Partner Montague Glover
Queer Places:
Little Windovers, Balsall Heath, Birmingham B12 9NU, Regno Unito
Montague Glover is notable for his depictions of his partnership with his lover, Ralph Edward Hall (December 5, 1913 – 1987), a rare documented example of a gay long-term relationship prior to the legalization of homosexuality in Britain in the 1960s.

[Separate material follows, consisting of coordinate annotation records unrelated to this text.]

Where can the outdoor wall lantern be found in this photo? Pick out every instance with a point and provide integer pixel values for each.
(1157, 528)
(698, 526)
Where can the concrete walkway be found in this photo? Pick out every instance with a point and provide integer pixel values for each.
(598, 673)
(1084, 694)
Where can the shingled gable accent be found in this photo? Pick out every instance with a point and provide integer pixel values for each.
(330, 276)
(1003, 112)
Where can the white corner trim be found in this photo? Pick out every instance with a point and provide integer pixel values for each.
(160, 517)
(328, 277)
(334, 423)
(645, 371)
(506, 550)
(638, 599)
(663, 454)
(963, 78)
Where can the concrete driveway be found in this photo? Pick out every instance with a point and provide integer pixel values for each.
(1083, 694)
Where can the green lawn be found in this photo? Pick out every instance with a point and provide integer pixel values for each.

Ralph Edward Hall was born 5 December 1913 in Vine Street Buildings off Tooley Street in Bermondsey (now in the London Borough of Southwark). Ralph came from a poor working-class family, had eight brothers and sisters, and his father worked as a wharf labourer and served in the Army during World War I. Hall and Glower met around 1930 and Glover employed him as his manservant, perhaps to provide a social alibi for two men living together. The relationship lasted for more than 50 years, surviving the Second World War during which Hall was drafted to the Royal Air Force. Much of their latter years were spent at Glover's country house, 'Little Windovers', in the village of Balsall Heath, near Coventry, where Glover's eldest sister, Ellen, lived with them until her death in 1954 aged 72.

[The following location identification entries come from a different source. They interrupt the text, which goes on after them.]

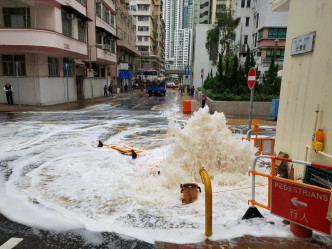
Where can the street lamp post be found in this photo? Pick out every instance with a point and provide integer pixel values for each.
(90, 67)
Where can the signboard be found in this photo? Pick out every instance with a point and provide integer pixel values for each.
(123, 66)
(125, 74)
(304, 205)
(251, 78)
(186, 80)
(90, 73)
(303, 44)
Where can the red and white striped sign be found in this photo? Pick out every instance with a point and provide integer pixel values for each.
(251, 78)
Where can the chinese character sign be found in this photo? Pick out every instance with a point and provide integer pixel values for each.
(303, 44)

Ralph was poorly educated, but absolutely devoted to Monty. The strikingly good looking Hall posed for Glover in outdoor settings, yielding photographs that were so suggestive that they could not be shared with the general public. While Ralph was serving for four years in the Royal Air Force, he sent Monty hundreds of love letters – the same sort of letters that countless boys sent to their sweethearts back home to bolster their spirits during the war. Ralph preserved them, and they were published after his death.
In his later years, Monty was described by his friends as a charming, if somewhat reserved man, and Ralph as an outgoing, cheerful ‘cockney’. After Ralph died in 1987, their house, known as ‘Little Windovers’, near the village of Balsall Heath, between Coventry and Leamington Spa, was put up for sale.
Glover himself died aged 85 in 1983, leaving Ralph Hall as his sole heir. Hall died four years later after suffering a gradual decline in health.